Eni SpA reported a 94% drop in first-quarter profit and cut its production forecast for the year as demand is crushed by the coronavirus pandemic. While the large decline in earnings reflects in part a high tax rate, it provides signals for the rest of the industry, with the worst impact of oil’s historic plunge likely in the coming quarters. Investors are focused on how the companies handle one of the most turbulent periods in recent memory.

Eni’s adjusted net income tumbled to 59 million euros ($63.5 million) in the quarter from 992 million euros a year earlier. It reduced its output forecast for this year to around 1.8 million barrels of oil equivalent a day from as much as 1.84 million previously as a result of spending cuts and “pandemic effects.”

The outlook is “disappointing,” Biraj Borkhataria, an analyst at RBC Europe Ltd., said in a note. The forecast doesn’t take account of possible impacts from OPEC+ output cuts, which also won’t be taken well by the market, he said.

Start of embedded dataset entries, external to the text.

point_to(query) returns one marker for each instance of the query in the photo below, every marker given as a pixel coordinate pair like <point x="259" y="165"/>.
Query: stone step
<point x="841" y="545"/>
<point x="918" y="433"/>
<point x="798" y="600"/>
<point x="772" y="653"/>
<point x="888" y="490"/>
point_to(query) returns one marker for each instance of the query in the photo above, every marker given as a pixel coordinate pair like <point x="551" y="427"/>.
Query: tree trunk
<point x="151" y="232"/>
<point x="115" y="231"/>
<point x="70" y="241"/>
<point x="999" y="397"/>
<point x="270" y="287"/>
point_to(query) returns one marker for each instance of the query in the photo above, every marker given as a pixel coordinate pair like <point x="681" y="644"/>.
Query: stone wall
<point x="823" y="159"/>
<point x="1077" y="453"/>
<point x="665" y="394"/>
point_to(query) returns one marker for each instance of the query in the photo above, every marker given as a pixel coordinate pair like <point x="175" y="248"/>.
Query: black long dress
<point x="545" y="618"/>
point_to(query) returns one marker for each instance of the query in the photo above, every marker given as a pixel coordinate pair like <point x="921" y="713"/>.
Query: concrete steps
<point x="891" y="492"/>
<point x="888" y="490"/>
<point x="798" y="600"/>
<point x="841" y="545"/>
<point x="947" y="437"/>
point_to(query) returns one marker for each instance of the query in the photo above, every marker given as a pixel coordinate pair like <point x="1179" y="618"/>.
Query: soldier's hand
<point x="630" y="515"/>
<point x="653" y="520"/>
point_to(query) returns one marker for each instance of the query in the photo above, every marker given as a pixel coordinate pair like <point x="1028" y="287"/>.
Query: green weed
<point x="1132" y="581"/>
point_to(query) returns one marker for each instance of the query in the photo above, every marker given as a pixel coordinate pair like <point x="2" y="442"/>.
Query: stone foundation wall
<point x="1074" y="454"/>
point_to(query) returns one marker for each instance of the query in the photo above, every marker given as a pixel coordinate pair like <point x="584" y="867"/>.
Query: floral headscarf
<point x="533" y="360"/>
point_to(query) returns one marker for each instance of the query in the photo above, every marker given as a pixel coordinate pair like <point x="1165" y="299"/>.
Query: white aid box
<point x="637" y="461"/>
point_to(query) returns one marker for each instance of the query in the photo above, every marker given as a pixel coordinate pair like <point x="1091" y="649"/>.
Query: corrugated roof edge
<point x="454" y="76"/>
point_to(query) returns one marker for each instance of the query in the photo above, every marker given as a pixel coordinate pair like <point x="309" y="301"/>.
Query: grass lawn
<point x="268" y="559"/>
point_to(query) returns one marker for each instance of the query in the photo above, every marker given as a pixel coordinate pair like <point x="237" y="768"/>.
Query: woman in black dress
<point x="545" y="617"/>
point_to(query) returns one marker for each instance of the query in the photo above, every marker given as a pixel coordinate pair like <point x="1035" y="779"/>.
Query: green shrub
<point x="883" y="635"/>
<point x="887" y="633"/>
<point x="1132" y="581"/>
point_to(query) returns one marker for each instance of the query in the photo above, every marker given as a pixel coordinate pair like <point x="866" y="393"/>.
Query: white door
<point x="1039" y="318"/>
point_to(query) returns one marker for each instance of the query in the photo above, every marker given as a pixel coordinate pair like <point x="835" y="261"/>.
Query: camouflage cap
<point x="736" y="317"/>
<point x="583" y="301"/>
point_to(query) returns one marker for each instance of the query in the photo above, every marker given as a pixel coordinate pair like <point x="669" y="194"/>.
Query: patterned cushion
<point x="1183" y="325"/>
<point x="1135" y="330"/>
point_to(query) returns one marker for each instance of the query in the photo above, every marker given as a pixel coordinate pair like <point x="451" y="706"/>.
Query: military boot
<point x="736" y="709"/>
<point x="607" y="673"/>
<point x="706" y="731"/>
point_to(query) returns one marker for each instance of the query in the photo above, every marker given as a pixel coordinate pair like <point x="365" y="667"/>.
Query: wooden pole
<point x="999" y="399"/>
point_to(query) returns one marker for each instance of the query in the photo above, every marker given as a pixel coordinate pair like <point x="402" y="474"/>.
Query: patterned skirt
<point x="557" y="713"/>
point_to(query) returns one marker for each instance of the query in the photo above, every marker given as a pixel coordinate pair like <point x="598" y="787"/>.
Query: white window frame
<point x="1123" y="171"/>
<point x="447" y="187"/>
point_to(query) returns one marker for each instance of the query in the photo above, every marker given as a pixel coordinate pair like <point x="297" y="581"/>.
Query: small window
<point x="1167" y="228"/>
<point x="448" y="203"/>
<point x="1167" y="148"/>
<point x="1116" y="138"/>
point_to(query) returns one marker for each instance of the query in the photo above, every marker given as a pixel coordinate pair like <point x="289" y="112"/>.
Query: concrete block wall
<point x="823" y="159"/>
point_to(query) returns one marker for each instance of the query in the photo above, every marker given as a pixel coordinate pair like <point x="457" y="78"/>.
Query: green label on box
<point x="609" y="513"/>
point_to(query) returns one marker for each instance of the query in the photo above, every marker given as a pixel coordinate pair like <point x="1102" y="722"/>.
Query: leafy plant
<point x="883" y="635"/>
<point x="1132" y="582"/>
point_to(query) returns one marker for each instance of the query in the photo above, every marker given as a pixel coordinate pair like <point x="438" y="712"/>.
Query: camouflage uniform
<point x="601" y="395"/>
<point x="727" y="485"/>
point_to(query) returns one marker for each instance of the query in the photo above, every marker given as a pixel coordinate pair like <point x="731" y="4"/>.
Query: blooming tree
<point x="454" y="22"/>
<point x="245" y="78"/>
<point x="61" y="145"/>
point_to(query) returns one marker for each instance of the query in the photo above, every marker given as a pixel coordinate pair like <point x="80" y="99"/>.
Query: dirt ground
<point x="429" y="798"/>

Eni shares dropped as much as 3.2% on Friday, and traded down 1.7% at 8.33 euros as of 9:26 a.m. in Milan. That takes their decline this year to 40%.

Oil companies are under immense pressure as the coronavirus decimates demand and drives prices to levels never seen before. Brent crude, the global benchmark, averaged $50.82 a barrel in the first three months of the year, 20% lower than a year earlier. It has since slumped to the lowest in 21 years, with New York prices even turning negative for the first time.